TSA takes first steps toward 'trusted travel' program
July 14, 2011 2:07 p.m. EDT
Washington (CNN) -- After hinting for months that he would start a "trusted traveler" program to expedite security screening for air passengers, TSA Chief John Pistole took his first step in that direction Thursday, announcing a pilot program to ease screening for passengers who voluntarily release certain information about themselves.
- TSA announces pilot program for "trusted travelers"
- Plan is to ease security screening for travelers who provide additional information
- If successful, the program would likely be expanded to more travelers
- The pilot program will begin this fall
The pilot test is based on U.S. customs programs and initially will be available only to certain participants in the customs program and a limited number of air travelers. Those include certain frequent fliers on two airlines -- American and Delta -- flying out of certain airports. Delta passengers must be flying out of Atlanta and Detroit airports, and American Airlines passengers must be flying out of Miami and Dallas airports.
But if it is successful, the program would likely be expanded to include other air travelers who voluntarily give additional information about themselves.
Currently, the TSA vets passenger lists against "watch lists" of known or suspected terrorists. But the TSA is working with a very limited amount of information about those passengers -- namely a person's full name, date of birth and gender. Under "trusted traveler" programs, travelers voluntarily surrender more information about themselves, giving the government more assurances of who they are.
In recent years, there has been a drumbeat of calls for the TSA to adopt a trusted traveler program. Congress and critics have stepped up that demand following two highly publicized incidents, one involving the search of a 6-year-old girl, and the other involving a 95-year-old cancer patient. In both case, the TSA has said the airport screeners were following established protocols.

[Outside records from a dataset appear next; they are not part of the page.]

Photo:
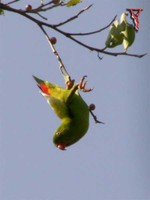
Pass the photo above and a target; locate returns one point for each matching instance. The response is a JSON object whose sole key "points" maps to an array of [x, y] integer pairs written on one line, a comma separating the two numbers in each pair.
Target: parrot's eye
{"points": [[58, 133]]}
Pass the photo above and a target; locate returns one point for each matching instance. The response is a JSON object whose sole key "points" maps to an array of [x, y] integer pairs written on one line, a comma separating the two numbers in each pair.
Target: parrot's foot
{"points": [[82, 85], [70, 83], [61, 146], [92, 107]]}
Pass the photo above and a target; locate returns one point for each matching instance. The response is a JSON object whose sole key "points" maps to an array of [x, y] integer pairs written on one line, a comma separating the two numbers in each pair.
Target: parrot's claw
{"points": [[69, 83], [82, 85], [92, 107]]}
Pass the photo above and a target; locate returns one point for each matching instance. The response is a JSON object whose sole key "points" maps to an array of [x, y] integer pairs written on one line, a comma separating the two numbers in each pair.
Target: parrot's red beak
{"points": [[61, 146]]}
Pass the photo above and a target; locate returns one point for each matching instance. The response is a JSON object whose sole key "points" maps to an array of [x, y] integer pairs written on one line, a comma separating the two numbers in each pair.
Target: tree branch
{"points": [[70, 35]]}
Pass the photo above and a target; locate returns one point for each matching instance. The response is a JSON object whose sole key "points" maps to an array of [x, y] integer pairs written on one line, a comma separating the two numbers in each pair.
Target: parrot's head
{"points": [[63, 136]]}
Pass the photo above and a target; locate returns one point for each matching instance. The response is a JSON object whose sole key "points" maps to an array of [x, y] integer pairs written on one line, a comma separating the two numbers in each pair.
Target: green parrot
{"points": [[70, 108]]}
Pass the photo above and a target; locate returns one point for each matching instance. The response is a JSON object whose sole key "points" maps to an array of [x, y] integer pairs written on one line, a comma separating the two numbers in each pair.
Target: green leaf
{"points": [[115, 37], [72, 3]]}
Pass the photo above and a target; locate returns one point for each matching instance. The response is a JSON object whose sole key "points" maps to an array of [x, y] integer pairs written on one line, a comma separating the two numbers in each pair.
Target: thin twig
{"points": [[61, 65], [8, 8], [93, 32], [74, 17]]}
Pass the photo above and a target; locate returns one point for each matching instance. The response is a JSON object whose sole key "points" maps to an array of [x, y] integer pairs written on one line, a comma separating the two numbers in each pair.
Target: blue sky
{"points": [[112, 161]]}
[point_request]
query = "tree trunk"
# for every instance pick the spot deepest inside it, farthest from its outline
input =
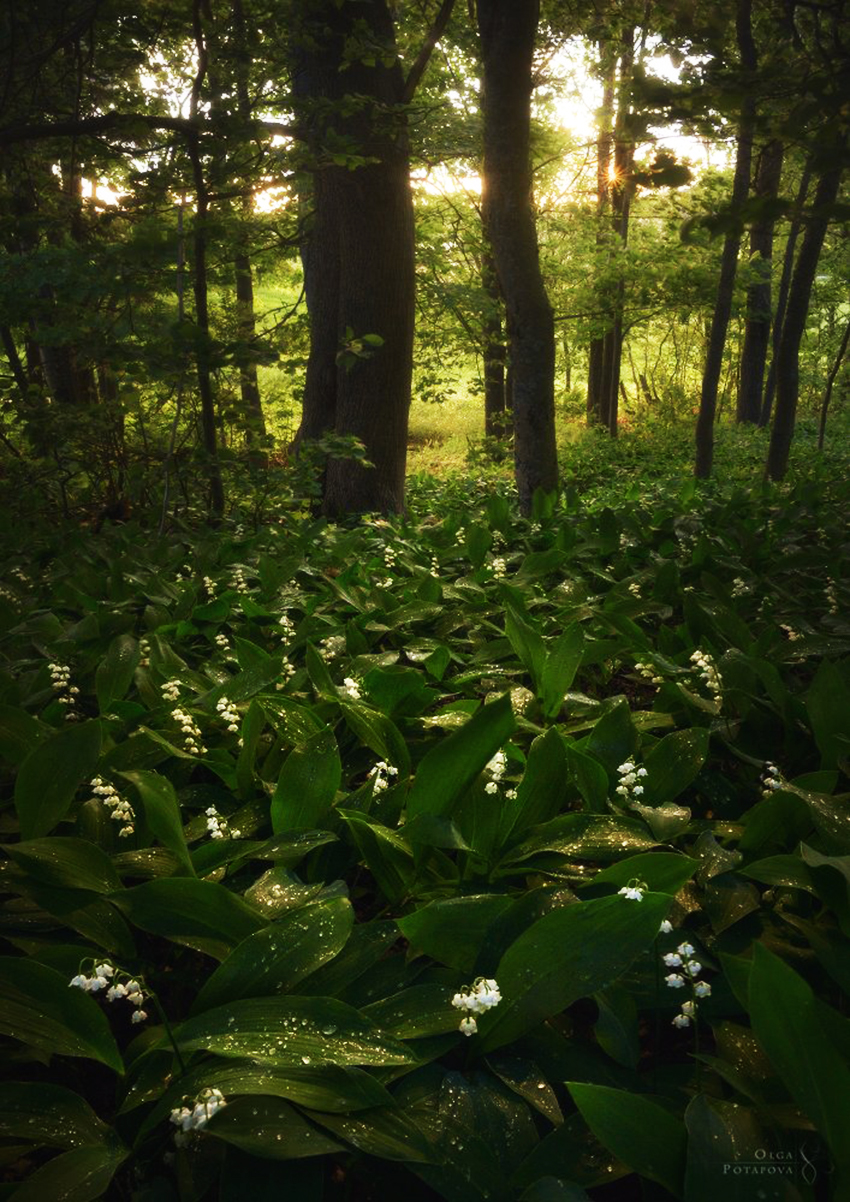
(758, 329)
(831, 380)
(729, 261)
(788, 357)
(358, 269)
(595, 409)
(782, 298)
(493, 352)
(507, 31)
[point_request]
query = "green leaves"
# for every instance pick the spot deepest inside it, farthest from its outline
(39, 1009)
(51, 775)
(292, 1031)
(640, 1132)
(566, 954)
(447, 771)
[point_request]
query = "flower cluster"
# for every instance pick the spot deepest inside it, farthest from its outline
(196, 1116)
(218, 827)
(191, 732)
(351, 688)
(499, 567)
(229, 714)
(380, 775)
(495, 767)
(770, 779)
(122, 809)
(103, 977)
(67, 692)
(689, 968)
(634, 891)
(630, 774)
(475, 999)
(648, 672)
(705, 665)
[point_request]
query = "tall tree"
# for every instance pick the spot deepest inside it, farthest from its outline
(759, 293)
(729, 261)
(507, 30)
(358, 256)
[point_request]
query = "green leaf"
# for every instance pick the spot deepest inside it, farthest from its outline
(51, 775)
(46, 1114)
(277, 958)
(640, 1132)
(66, 863)
(114, 673)
(269, 1128)
(197, 914)
(39, 1007)
(786, 1019)
(291, 1031)
(559, 668)
(161, 813)
(673, 763)
(449, 769)
(77, 1176)
(453, 929)
(569, 953)
(307, 785)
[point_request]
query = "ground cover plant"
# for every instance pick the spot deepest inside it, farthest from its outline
(452, 856)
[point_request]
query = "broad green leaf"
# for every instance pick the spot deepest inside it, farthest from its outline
(78, 1176)
(197, 914)
(673, 763)
(640, 1132)
(291, 1031)
(569, 953)
(161, 813)
(452, 930)
(540, 793)
(559, 668)
(661, 872)
(40, 1009)
(528, 643)
(788, 1023)
(114, 672)
(51, 775)
(269, 1128)
(446, 772)
(273, 960)
(307, 785)
(46, 1114)
(66, 863)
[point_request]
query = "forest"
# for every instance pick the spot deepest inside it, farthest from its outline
(425, 628)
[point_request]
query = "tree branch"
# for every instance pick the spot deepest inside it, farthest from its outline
(422, 59)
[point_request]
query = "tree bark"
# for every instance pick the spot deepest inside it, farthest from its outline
(800, 293)
(782, 298)
(358, 262)
(729, 261)
(507, 31)
(758, 328)
(595, 409)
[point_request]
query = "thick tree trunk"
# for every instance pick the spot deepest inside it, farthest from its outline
(729, 261)
(595, 409)
(788, 357)
(358, 269)
(758, 328)
(493, 352)
(782, 298)
(507, 31)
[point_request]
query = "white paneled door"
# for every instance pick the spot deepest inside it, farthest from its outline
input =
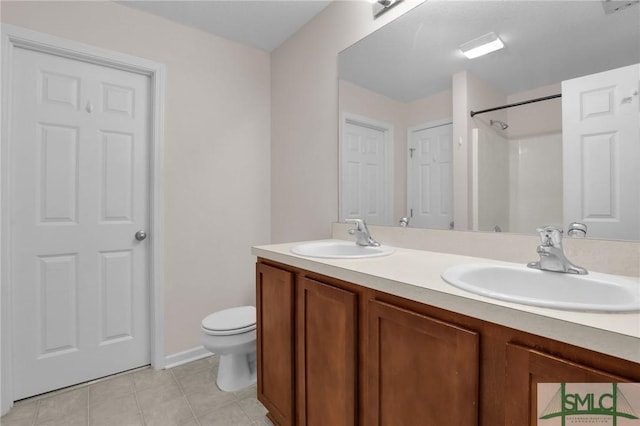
(79, 194)
(430, 177)
(601, 152)
(366, 172)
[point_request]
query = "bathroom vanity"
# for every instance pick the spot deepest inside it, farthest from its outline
(385, 341)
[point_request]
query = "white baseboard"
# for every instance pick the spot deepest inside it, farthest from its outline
(189, 355)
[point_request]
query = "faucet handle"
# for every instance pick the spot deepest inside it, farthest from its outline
(550, 236)
(360, 224)
(577, 230)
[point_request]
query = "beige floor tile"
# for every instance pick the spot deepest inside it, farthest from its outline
(263, 421)
(197, 382)
(21, 413)
(252, 408)
(110, 388)
(71, 419)
(152, 398)
(228, 415)
(71, 404)
(191, 422)
(209, 399)
(16, 422)
(149, 378)
(123, 406)
(118, 419)
(170, 413)
(196, 367)
(248, 392)
(184, 396)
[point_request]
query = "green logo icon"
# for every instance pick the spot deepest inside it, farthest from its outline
(566, 404)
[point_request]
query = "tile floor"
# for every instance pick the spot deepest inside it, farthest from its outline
(182, 396)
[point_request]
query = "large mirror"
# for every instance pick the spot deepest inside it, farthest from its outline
(559, 144)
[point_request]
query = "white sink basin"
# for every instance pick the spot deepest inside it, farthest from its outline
(340, 250)
(592, 292)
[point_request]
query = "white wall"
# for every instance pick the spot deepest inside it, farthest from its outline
(304, 120)
(217, 138)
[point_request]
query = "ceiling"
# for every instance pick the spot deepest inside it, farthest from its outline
(262, 24)
(545, 42)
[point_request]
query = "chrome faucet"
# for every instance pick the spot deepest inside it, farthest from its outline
(363, 236)
(552, 256)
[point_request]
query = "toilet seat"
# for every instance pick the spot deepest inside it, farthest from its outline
(230, 321)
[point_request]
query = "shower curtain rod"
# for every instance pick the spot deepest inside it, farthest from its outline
(530, 101)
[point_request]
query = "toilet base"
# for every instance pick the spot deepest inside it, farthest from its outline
(236, 371)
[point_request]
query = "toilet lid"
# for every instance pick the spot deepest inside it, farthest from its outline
(231, 321)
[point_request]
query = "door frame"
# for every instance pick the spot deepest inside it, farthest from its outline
(410, 183)
(389, 146)
(14, 37)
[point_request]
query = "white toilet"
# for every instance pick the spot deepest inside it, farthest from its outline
(231, 333)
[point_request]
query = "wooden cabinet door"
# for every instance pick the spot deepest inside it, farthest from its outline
(275, 342)
(527, 367)
(327, 350)
(419, 370)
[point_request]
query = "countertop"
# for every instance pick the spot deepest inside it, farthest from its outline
(415, 275)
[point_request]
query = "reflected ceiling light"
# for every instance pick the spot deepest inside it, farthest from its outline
(482, 45)
(381, 6)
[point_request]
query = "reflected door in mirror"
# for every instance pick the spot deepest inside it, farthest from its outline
(431, 177)
(601, 152)
(366, 171)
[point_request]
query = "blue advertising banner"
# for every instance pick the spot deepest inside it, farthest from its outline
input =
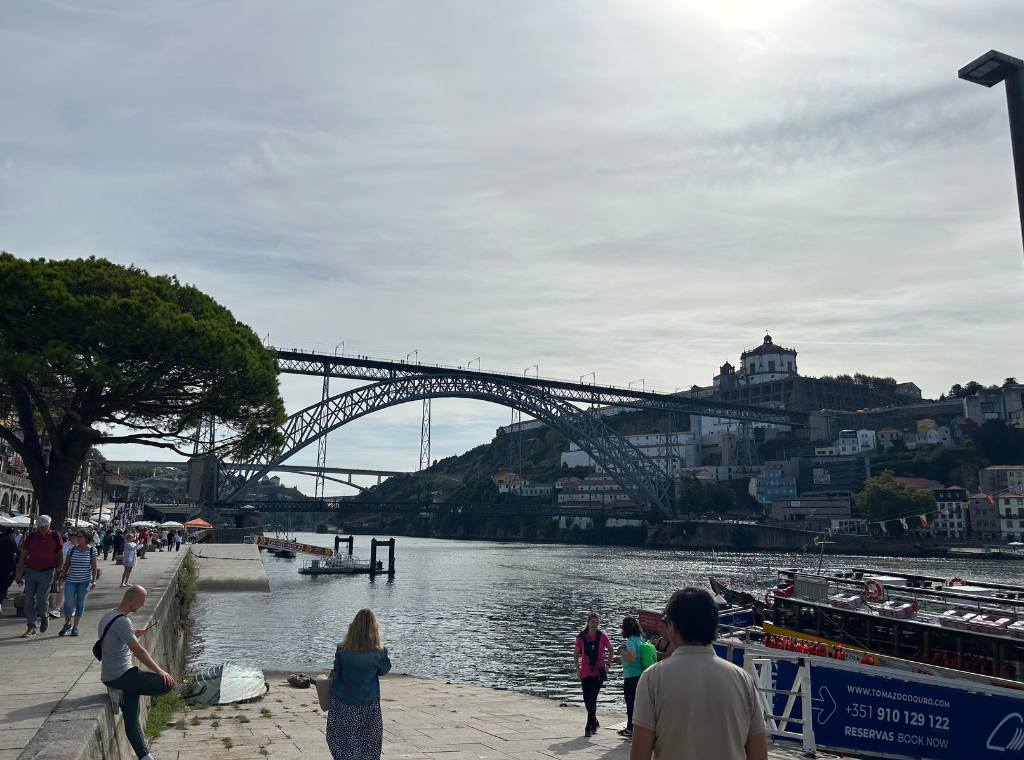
(901, 715)
(861, 709)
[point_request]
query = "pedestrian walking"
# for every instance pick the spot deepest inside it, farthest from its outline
(8, 562)
(119, 640)
(128, 559)
(108, 542)
(592, 658)
(633, 667)
(80, 573)
(694, 705)
(42, 554)
(354, 725)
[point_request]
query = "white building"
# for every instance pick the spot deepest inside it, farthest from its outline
(851, 442)
(951, 513)
(938, 435)
(1011, 506)
(679, 449)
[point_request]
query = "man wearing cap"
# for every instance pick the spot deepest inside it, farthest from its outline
(693, 704)
(42, 553)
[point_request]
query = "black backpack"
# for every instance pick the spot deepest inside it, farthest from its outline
(97, 648)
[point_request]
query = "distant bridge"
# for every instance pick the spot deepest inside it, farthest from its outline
(352, 507)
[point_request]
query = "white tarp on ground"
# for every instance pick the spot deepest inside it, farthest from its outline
(223, 684)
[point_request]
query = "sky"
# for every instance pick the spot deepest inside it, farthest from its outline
(639, 190)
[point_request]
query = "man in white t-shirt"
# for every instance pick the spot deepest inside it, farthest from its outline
(693, 705)
(120, 641)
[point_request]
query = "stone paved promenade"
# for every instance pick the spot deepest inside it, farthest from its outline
(423, 720)
(50, 685)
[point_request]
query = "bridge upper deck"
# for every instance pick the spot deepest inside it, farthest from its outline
(364, 368)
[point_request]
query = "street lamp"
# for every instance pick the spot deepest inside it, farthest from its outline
(987, 71)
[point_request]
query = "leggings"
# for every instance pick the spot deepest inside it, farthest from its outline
(630, 690)
(135, 683)
(75, 595)
(591, 687)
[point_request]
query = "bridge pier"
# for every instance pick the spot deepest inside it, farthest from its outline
(374, 543)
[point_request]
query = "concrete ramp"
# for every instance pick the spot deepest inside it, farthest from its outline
(229, 567)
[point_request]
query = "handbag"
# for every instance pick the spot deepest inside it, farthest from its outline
(324, 691)
(97, 648)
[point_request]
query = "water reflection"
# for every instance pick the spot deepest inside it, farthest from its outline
(496, 615)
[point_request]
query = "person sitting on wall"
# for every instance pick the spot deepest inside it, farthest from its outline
(119, 640)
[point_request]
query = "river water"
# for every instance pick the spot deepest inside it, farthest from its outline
(498, 615)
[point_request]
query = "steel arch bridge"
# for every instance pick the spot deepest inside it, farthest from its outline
(636, 473)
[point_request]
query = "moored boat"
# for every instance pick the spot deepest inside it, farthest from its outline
(962, 626)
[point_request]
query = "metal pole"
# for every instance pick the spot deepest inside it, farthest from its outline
(1015, 106)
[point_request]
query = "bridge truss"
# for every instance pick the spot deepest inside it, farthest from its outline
(637, 474)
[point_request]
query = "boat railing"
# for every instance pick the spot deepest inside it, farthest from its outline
(933, 600)
(760, 666)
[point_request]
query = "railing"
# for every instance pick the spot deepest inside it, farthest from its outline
(760, 667)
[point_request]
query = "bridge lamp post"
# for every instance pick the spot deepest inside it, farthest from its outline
(988, 71)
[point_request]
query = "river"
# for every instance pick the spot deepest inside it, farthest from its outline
(499, 615)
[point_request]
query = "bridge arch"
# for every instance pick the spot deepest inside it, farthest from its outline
(637, 474)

But the TSA also has said it is working towards a "risk-based" trusted traveler program that could expedite travel for people believed to present little risk to aviation.
The pilot program will begin this fall.
"These improvements will enable our officers to focus their efforts on higher risk areas," Pistole said. "Enhancing identity-based screening is another common sense step in the right direction as we continue to strengthen overall security and improve the passenger experience whenever possible."
During the first phase of testing, certain frequent fliers and all members of Custom and Border Protection's Trusted Traveler programs, including Global Entry, SENTRI, and NEXUS who are U.S. citizens, will be eligible to participate.
The TSA said it plans to expand this pilot program to include United, Southwest, JetBlue, US Airways, Alaska Airlines and Hawaiian airlines, as well as additional airports, once operationally ready.
The TSA said Pistole will work with Customs and Border Protection Commissioner Alan Bersin and the airlines to determine passenger eligibility for this screening pilot, which is limited to U.S. citizens and is voluntary.
All passengers in this pilot are subject to recurrent security checks.
Security experts have long expressed concern about so-called "clean skins" -- potential terrorists who enroll in "trusted traveler" programs to avoid scrutiny during a terror mission. But the TSA says it will continue to incorporate random and unpredictable security measures to address such concerns.
Pistole said other layers of security will remain in place, including intelligence gathering and analysis, explosive-detection canine teams, federal air marshals, closed-circuit television monitoring and behavior detection officers.